By Gillian McKenzie
Scottish Licensed Trade Association boss Paul Waterson urged the Scottish Government to review the system, under which pubs’ rateable values are calculated based on turnover while other types of business, including licensed shops and supermarkets, are based on square footage.
Current rateable values, on which business rates are based, have been in place since April 1, 2010 and are based on 2008 figures. Business rates revaluations are usually carried out every five years but the Scottish Government has postponed the next revaluation from 2015 to 2017 in line with the Westminster government.
Waterson, who highlighted the issue in response to CAMRA pub closure figures released earlier this month, said under the current setup, pub business rates often amount to 8% or 9% of an outlet’s turnover, while other businesses pay between 1% and 2%.
“It cannot be fair that we’re rated on turnover and no one else is,” he said.
“Why are we treated differently to everyone else? It’s unfair.
“It’s ridiculous that licensed premises are rated in the way they are. Rates are around 8% or 9% of turnover and that’s a major burden for operators; if you charged high street shops 8% or 9% of their turnover they’d be shut. Plus we’re using figures from 2008, when the world was a very different place.
“We need a complete overhaul of the system.”
A spokesman for the Scottish Government said all properties in Scotland are valued independently from the government by the Scottish Assessors.

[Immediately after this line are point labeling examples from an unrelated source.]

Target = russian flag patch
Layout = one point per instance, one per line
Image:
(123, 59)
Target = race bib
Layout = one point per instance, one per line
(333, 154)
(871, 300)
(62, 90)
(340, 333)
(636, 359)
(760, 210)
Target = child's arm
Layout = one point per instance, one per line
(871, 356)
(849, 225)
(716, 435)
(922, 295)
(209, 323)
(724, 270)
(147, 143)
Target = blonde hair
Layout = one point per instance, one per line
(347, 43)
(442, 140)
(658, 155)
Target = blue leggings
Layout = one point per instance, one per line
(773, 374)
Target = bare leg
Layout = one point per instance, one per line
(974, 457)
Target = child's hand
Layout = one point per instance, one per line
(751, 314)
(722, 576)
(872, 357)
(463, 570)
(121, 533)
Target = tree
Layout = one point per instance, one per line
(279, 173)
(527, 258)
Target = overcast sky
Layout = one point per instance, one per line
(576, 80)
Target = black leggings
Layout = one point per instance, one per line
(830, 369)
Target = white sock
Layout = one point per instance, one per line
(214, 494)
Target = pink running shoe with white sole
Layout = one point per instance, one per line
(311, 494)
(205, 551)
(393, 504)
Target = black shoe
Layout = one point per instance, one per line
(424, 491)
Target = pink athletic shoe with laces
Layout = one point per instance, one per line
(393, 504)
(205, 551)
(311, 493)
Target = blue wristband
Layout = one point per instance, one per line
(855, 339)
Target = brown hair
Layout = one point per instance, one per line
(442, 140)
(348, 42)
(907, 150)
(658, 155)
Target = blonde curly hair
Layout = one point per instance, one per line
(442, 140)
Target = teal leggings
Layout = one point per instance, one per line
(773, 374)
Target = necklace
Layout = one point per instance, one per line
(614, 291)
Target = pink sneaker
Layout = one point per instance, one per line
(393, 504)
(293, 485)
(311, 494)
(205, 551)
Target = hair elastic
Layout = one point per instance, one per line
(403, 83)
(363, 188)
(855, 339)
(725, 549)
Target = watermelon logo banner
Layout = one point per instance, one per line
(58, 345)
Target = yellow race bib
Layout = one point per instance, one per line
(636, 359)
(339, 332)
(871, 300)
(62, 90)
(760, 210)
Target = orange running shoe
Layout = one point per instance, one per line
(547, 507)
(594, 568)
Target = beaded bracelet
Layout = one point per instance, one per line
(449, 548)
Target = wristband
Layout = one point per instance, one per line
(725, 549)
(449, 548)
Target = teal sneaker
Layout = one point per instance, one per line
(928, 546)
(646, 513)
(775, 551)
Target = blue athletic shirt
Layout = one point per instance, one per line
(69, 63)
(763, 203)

“We are delivering the most competitive business tax environment anywhere in the UK through our business rates policies, including a package of business rates reliefs worth more than an estimated £590 million,” he said.
“As part of this, around two in every five pubs in Scotland pay zero or reduced business rates bills. In addition, large retail premises, such as supermarkets that sell both alcohol and tobacco, are subject to the public health levy.”